Homme de culture et de goût
travaillant au sein d’un système ploutocratique et vulgaire, caractérisé par la réunion
de talents (il dut son entrée à Arthur Freed, perspicace et libéral recruteur),
par l’ensemble des moyens mis à disposition (au prix de son âme, souvent) mais
également par le ressassement d’asphyxiantes formules narratives, commerciales
et « morales », par une suprématie de distribution mondiale vectrice
d’uniformisation des imaginaires, Minnelli, diplomate à fleur de peau, sut
conserver, durant trente-quatre ans et presque autant de titres, une liberté
d’action (de réflexion) et de mouvement (de préférence chorégraphié) assez
exemplaire, parfois contredite (saccage au montage de Quinze jours ailleurs,
par exemple). Protée brillant tout à tour dans la comédie musicale, le
mélodrame, l’adaptation littéraire, la comédie (familiale ou sentimentale), le
film méta, la satire, le drame psychologique, la biographie, le film d’amour,
ce magnifique caméléon au style reconnaissable entre tous demeure trente années
après sa disparition (en juillet, à L.A.) un réalisateur vraiment majeur, un
auteur très attachant et un individu (homo
ou bi, noteront les psys) bien moins
lisse, tout sauf « décoratif », que ne le laisse supposer sa
réputation tenace d’artisan (voire d’exécutant) méritant.
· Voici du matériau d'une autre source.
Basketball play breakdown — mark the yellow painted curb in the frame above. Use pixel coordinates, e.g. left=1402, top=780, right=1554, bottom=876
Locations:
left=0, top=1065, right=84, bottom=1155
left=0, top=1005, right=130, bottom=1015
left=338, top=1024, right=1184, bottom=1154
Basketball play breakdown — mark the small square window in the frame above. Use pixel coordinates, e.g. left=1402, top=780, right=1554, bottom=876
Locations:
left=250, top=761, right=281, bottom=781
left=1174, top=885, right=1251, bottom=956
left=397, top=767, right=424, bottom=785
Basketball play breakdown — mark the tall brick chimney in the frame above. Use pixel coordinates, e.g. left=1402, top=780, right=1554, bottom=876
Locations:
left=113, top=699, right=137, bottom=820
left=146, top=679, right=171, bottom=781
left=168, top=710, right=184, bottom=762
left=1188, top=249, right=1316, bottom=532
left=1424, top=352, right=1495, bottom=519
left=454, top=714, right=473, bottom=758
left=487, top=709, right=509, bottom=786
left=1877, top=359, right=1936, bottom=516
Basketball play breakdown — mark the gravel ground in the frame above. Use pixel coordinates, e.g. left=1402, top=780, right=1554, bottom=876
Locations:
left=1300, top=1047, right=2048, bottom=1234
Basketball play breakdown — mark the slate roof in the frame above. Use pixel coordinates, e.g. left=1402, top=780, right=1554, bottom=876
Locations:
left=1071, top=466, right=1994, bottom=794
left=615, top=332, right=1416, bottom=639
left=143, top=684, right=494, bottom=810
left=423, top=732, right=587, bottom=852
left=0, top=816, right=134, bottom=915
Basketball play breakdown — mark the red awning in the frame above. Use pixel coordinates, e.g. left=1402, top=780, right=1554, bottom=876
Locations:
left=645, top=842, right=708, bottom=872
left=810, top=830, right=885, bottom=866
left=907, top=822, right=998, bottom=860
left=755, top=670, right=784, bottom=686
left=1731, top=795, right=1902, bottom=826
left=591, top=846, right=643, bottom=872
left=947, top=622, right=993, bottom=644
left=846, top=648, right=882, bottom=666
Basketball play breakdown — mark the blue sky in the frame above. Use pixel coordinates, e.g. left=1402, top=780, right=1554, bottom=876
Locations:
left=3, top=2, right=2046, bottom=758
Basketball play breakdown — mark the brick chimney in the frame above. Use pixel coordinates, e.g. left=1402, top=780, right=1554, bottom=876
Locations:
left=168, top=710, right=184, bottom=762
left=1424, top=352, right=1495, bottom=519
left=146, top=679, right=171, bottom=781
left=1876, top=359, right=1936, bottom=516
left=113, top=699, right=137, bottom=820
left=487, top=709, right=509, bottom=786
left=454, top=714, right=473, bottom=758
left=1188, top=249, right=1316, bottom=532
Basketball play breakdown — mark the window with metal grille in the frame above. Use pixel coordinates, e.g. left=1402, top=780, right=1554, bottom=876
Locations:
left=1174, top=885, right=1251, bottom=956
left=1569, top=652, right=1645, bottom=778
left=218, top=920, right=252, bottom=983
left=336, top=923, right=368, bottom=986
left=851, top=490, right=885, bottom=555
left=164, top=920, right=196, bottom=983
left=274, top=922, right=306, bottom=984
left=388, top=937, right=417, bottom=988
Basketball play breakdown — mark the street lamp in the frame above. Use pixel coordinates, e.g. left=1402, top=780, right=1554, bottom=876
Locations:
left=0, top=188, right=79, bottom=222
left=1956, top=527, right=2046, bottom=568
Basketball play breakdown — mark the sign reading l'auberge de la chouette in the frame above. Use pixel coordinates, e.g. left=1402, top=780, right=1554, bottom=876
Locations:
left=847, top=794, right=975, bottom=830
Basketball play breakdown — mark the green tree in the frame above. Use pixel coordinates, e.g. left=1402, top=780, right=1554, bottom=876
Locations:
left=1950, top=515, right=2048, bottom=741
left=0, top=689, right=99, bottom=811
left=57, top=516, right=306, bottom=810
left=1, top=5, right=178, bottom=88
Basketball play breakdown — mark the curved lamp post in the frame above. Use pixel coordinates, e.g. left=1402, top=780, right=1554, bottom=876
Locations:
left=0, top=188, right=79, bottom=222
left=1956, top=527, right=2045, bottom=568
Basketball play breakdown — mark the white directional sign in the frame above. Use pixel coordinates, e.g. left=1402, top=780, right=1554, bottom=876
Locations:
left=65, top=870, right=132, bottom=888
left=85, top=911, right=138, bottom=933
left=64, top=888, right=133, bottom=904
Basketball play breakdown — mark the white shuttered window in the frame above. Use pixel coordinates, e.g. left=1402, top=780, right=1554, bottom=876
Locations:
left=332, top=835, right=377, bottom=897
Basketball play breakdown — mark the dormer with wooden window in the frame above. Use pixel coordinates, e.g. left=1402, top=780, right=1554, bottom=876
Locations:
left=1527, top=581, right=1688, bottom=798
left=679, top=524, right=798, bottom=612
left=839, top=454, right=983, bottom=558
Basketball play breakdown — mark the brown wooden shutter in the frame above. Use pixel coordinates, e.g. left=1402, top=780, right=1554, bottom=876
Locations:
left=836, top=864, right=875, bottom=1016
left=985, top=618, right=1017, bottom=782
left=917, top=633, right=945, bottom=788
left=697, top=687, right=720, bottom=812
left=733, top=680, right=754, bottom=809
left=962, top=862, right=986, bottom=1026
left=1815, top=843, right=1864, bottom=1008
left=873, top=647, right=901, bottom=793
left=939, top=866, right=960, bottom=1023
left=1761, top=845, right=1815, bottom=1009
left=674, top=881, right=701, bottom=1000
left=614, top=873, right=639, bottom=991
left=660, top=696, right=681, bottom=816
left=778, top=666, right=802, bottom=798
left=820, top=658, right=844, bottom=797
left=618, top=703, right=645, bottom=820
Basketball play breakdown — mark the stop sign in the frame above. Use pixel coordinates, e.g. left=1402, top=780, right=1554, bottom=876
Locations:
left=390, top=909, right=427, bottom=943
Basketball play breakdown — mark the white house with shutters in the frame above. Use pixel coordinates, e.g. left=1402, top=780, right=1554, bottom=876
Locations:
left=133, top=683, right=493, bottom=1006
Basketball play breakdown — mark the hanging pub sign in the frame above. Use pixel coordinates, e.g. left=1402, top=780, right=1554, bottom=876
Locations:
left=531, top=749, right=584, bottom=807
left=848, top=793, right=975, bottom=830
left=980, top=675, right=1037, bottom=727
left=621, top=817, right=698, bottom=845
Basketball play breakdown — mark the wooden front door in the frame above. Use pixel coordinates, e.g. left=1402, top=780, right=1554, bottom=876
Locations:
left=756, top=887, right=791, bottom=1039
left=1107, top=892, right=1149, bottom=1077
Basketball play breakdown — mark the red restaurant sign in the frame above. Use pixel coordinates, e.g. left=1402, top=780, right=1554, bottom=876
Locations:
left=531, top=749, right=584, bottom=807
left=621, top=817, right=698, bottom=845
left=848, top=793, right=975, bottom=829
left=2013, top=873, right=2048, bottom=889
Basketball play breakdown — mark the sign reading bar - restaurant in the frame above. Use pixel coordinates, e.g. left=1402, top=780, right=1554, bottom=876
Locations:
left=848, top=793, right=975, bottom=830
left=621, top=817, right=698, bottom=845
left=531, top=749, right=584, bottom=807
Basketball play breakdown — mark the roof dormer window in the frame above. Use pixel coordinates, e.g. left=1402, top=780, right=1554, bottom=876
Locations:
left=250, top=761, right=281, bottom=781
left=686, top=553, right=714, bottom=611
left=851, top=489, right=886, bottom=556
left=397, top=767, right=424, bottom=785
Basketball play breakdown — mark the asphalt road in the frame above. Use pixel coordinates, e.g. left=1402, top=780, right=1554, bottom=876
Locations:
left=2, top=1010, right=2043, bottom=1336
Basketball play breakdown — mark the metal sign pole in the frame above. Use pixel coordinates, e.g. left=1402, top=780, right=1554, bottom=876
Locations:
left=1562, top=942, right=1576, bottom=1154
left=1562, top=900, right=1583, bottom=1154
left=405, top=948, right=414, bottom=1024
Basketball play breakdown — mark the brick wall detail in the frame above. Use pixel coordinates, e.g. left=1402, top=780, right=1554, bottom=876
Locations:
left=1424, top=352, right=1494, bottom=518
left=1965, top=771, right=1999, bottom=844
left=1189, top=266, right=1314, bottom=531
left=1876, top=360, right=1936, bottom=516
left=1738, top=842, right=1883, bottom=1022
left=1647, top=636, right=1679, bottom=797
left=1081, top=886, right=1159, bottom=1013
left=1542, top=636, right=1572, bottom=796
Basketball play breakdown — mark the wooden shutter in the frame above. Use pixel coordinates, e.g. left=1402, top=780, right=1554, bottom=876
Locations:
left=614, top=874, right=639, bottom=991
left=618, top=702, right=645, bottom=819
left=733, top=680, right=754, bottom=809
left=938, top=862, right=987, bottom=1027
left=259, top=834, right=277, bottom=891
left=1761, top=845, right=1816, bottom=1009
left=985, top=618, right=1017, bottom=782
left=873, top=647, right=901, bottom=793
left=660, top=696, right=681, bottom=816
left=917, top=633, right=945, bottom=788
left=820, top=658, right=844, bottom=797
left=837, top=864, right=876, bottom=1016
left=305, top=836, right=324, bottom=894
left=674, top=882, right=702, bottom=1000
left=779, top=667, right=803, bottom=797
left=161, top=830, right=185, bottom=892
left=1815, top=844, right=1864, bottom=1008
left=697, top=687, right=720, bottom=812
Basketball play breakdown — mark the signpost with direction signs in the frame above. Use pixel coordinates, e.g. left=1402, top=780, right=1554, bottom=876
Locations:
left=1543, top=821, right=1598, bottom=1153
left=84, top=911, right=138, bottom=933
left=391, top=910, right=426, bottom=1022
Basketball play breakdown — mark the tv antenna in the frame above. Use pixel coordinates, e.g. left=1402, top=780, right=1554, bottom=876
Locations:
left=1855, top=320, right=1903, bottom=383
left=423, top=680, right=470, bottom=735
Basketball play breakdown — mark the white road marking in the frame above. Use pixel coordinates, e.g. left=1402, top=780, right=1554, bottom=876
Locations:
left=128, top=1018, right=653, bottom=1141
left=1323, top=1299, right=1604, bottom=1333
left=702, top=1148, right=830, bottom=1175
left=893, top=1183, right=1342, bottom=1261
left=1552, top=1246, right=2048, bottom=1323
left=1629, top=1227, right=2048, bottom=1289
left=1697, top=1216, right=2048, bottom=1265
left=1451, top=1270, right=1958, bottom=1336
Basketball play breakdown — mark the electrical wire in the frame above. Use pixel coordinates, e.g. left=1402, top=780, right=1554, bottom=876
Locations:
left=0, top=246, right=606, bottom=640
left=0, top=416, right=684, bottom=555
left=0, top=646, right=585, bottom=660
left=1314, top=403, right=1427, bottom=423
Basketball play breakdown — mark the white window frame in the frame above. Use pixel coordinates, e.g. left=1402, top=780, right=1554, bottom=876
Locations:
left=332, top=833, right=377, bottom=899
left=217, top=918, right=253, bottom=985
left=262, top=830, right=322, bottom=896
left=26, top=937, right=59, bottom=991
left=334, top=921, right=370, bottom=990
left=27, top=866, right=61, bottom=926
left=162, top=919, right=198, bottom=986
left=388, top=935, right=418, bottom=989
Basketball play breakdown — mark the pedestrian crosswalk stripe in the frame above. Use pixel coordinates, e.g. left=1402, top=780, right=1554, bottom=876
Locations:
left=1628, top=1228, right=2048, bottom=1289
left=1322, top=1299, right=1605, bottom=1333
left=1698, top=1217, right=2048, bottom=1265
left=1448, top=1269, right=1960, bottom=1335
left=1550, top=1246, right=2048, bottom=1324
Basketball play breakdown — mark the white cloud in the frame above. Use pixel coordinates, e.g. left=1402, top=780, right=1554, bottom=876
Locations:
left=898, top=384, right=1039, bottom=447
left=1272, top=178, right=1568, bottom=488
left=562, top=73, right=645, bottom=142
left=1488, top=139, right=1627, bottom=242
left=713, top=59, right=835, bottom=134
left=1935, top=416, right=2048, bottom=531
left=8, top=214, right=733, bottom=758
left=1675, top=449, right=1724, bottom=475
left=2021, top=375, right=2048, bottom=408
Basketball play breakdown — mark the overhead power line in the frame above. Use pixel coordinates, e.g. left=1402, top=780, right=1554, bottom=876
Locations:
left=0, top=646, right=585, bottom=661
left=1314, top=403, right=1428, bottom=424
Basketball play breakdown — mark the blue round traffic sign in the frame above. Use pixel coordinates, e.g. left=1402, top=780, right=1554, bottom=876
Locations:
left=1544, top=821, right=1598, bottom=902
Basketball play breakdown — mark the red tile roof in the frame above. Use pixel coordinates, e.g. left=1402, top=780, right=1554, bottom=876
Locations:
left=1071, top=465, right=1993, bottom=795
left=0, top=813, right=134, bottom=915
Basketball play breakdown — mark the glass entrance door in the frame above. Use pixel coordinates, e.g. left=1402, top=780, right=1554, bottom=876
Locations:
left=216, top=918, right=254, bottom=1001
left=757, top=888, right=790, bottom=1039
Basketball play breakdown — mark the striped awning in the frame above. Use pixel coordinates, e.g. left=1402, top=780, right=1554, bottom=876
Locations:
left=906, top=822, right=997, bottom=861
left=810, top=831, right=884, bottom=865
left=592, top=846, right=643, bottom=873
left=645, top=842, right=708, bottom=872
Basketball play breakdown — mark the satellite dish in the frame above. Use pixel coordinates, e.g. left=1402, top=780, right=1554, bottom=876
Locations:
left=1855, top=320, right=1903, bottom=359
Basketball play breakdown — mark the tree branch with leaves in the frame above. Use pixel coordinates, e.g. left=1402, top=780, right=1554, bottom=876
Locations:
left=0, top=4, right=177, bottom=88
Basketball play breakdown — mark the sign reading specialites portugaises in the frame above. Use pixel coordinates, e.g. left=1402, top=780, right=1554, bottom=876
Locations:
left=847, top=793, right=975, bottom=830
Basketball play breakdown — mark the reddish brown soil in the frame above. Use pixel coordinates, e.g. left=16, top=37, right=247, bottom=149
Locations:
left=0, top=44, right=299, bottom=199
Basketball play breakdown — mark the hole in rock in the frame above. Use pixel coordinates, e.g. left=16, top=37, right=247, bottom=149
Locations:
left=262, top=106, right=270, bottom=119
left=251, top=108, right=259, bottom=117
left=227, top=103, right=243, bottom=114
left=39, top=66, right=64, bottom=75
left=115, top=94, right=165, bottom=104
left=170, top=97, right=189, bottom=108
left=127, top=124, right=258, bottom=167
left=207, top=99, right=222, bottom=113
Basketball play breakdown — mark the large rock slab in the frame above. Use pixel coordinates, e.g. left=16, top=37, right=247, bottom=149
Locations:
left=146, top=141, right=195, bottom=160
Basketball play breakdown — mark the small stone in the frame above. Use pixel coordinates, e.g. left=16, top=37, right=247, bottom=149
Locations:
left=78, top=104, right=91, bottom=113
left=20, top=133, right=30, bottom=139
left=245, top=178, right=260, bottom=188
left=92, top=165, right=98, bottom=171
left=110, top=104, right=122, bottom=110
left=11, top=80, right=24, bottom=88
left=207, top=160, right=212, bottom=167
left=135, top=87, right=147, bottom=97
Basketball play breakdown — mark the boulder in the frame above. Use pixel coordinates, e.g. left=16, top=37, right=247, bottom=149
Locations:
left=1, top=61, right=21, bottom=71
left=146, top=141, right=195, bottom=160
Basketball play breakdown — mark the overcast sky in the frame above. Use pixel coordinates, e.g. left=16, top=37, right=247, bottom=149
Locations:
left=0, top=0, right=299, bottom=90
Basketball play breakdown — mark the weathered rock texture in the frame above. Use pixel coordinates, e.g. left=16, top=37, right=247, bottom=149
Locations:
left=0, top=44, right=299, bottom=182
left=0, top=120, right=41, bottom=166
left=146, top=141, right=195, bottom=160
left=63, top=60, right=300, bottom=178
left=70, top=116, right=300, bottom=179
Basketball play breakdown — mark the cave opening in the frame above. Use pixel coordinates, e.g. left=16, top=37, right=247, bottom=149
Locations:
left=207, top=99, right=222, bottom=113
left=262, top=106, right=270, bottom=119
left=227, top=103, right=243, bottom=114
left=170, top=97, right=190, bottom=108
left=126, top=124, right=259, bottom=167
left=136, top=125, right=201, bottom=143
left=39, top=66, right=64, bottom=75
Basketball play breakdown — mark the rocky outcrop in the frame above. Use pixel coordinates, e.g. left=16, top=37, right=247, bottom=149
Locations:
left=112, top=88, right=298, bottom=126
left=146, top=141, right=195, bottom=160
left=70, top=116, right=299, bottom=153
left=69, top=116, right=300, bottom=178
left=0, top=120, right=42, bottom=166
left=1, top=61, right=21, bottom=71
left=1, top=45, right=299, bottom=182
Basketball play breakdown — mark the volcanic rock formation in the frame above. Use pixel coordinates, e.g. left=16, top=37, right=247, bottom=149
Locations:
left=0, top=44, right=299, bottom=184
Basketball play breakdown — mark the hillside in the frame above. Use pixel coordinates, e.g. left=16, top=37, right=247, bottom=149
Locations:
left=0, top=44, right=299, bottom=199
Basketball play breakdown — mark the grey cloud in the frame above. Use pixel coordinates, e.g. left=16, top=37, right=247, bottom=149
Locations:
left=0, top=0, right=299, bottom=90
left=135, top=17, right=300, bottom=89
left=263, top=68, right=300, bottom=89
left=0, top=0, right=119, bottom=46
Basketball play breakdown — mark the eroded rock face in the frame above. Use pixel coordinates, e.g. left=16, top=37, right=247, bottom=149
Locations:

Apollinien et dionysiaque,
célébration de la beauté ou exploration de ce qui la menace chez chacun, en
Amérique et ailleurs, dans la communauté ou l’individu, son cinéma clivé,
particulièrement entre le rêve et la réalité, les aspirations et les
situations, cartographie avec élégance et mélancolie une psyché troublée,
vacillante, superbe et tendre, laisse son spectateur ravi, touché, pourvu à la
fois d’un sourire aux lèvres et d’une gorge serrée. Le Chant du Missouri, L’Horloge,
Ziegfield
Follies, Madame Bovary, Le Père de la mariée, Un
Américain à Paris, Les Ensorcelés, Tous en scène, La
Roulotte du plaisir, Brigadoon, La Toile d’araignée, La
Vie passionnée de Vincent van Gogh, Thé et Sympathie, La
Femme modèle, Gigi, Comme un torrent, Celui
par qui le scandale arrive, Les Quatre Cavaliers de l’Apocalypse,
Quinze
jours ailleurs, Le Chevalier des sables – vingt diamants (colorés, obscurs, grisants, poignants) subjectifs à
redécouvrir/réévaluer sans tarder, dans le sillage de Mademoiselle Vidal.
Fassbinder, nul ne l’ignore, idolâtra Sirk, à raison ; depuis
l’adolescence, on aime sincèrement, immensément, Minnelli. « Au milieu du
chemin de la vie », nous continuons, à vivre, à écrire et à l’aimer.